Accordingly, a movable barrier operator remote controller 200 located within an operating vehicle (for example, as clipped to a sun visor, stored in a console or a glove compartment, or placed on a dashboard or other interior vehicular surface) will be well exposed to, and experience, such vibrations. This, in turn, helps to ensure that the vibration-powered electrical generator 301 is suitably located to scavenge the energy of such vibrations.
By one approach, the vibration-powered electrical generator 301 can comprise an apparatus as described in U.S. Pat.

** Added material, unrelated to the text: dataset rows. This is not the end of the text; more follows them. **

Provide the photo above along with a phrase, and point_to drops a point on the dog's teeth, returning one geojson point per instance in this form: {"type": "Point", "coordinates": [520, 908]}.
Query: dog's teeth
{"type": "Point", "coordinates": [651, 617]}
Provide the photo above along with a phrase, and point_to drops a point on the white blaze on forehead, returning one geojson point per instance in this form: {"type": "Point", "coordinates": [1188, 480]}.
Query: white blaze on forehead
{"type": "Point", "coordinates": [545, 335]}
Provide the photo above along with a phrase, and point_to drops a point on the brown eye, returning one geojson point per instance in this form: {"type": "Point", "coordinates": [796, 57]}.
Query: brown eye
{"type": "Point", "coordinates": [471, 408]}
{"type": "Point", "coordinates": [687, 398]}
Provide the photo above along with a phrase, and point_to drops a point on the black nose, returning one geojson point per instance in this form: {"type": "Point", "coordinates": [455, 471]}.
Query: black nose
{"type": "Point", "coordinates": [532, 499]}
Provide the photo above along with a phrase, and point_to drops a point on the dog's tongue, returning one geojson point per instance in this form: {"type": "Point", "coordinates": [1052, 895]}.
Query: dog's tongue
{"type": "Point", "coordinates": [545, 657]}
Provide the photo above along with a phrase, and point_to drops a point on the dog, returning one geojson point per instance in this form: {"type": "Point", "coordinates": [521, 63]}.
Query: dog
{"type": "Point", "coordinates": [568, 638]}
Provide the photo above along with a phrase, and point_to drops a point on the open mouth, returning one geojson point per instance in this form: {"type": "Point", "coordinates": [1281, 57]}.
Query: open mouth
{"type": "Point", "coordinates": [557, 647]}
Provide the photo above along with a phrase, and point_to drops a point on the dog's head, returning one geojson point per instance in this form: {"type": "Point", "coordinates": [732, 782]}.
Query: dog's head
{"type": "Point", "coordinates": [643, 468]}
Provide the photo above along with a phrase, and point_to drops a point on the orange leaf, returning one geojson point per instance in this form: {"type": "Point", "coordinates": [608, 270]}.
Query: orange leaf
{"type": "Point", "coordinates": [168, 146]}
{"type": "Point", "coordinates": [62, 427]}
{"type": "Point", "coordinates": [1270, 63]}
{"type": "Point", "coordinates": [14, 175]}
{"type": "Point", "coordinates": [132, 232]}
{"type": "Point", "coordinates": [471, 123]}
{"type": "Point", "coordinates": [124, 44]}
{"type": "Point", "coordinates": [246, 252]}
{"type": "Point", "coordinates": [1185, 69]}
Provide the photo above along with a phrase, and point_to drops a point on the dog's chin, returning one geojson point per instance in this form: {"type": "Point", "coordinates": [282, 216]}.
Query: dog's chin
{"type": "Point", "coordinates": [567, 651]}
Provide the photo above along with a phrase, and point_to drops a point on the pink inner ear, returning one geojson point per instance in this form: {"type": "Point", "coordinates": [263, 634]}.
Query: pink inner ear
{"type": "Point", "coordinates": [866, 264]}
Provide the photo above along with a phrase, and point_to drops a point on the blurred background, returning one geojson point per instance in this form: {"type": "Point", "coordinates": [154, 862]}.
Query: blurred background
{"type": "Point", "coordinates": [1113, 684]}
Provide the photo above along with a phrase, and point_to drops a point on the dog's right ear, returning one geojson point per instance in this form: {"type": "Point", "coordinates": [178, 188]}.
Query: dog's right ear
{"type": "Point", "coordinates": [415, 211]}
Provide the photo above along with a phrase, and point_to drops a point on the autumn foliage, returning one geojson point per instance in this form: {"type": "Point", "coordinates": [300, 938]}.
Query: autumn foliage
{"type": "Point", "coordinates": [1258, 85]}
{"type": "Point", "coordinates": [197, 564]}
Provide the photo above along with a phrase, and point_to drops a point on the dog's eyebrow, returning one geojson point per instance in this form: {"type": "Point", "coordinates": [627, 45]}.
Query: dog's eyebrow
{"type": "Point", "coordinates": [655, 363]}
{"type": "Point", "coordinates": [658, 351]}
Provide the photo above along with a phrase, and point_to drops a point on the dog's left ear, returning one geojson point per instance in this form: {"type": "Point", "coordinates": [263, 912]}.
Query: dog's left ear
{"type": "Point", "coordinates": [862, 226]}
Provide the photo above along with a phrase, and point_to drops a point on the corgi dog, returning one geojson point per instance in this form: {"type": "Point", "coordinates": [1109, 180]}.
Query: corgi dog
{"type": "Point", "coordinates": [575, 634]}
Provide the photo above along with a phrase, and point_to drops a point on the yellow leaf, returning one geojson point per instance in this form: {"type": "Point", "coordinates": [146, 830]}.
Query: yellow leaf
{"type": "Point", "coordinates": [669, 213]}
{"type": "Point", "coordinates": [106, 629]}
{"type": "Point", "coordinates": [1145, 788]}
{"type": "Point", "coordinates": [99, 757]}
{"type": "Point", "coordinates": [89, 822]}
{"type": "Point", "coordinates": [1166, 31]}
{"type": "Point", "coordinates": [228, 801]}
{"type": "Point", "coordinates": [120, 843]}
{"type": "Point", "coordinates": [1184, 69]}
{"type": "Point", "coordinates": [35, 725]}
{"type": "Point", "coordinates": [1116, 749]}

No. 7,579,757, entitled METHOD AND MICRO POWER GENERATOR FOR GENERATING ELECTRICAL POWER FROM LOW FREQUENCY VIBRATIONAL ENERGY (the entire contents of which are hereby incorporated herein by this reference). Such an apparatus is configured to mechanically up-convert low-frequency mechanical vibrations to higher-frequency mechanical vibrations that are, in turn, particularly useful for electricity-generating purposes. In any event, such a generator is well suited for the purposes and in-vehicle operating environment described herein.
By one approach, if desired, this housing 305 can comprise a sealed housing; i.e., a housing that cannot be non-destructively opened. Such a housing could employ, for example, housing halves that are joined using ultrasonic welding or another permanent affixment approach. This, in turn, avoids a need for screws, snaps, or other non-permanent attachment paradigm that would otherwise be necessary to permit the user to non-destructively access and change a battery as needed.
Viewed literally,
In such a case, the electrical-energy storage unit 401 can operably couple to other components of the movable barrier operator remote controller 200 such as the wireless transmitter 303 and a control circuit 402 that may, in turn, be coupled and configured to control the operation of the wireless transmitter 303 (by configuring and forming, for example, the contents/payload of the aforementioned movable barrier operator communication 304).
So configured, a movable barrier operator remote controller 200 can avoid the design and operating issues that arise when employing batteries that eventually deplete and must be replaced. This can lead to greater user satisfaction as well as improved reliability. Such an approach can also comprise a more ecologically-friendly approach that avoids the need to dispose, over time, a plurality of depleted batteries.
Those skilled in the art will recognize that a wide variety of modifications, alterations, and combinations can be made with respect to the above described embodiments without departing from the spirit and scope of the invention, and that such modifications, alterations, and combinations are to be viewed as being within the ambit of the inventive concept.